Y es que a pesar de que, en algunos sectores, como el ecommerce, el número de reclamos ha ido disminuyendo desde el 2023, aún tenemos campo para seguir mejorando. Para seguir recordando las premisas que trabaja Disney Enterprises en el diseño de servicios diferenciados. Tres variables que a primera leída aparentan ser muy básicas, pero que esconden la profundidad necesaria para construir una experiencia positiva inigualable. Estas son:
- Disposición.- Toda estrategia de experiencia integral debe responder a la pregunta ¿qué queremos hacer por nuestro cliente? Solo con disposición, voluntad, se sientan las bases para la excelencia en el servicio.
- Expectativa.- ¿Qué es lo que nuestro cliente quiere de nosotros? Si no sabemos qué espera de la marca, estaremos navegando sin brújula. Y sin brújala, llevaremos al cliente a un puerto distinto al que deseaba… quien se siente perdido, usualmente busca policía. Así de simple es el asunto.
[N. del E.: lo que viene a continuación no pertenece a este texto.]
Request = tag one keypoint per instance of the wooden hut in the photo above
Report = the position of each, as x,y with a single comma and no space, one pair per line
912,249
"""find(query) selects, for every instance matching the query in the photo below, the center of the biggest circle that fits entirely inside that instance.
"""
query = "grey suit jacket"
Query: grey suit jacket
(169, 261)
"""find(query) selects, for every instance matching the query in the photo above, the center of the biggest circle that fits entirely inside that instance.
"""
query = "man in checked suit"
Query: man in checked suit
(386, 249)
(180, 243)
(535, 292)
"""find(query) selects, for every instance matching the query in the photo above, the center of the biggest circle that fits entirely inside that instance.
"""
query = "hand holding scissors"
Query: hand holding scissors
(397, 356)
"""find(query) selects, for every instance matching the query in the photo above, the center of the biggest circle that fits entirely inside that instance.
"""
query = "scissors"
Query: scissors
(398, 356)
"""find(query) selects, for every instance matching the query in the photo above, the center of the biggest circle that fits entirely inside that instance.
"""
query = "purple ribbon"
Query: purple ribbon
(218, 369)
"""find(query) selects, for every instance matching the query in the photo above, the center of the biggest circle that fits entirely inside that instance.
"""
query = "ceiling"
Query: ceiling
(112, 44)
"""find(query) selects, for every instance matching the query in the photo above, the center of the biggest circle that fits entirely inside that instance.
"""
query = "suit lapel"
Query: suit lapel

- Realidad.- Finalmente, la buena voluntad y los buenos deseos se deben aterrizar: ¿qué podemos hacer por nuestro cliente? Debemos ser conscientes de las capacidades actuales en la atención a los usuarios. Sin personal capacitado, procesos fluidos y tiempos correctos, el servicio, como dicen mis sobrinos, no corre.
Recordemos, los grandes avances en la gestión no parten, necesariamente, de la tecnología de punta. La calidad del servicio que logra generar una experiencia memorable en los clientes nace, principalmente, en el sentido común.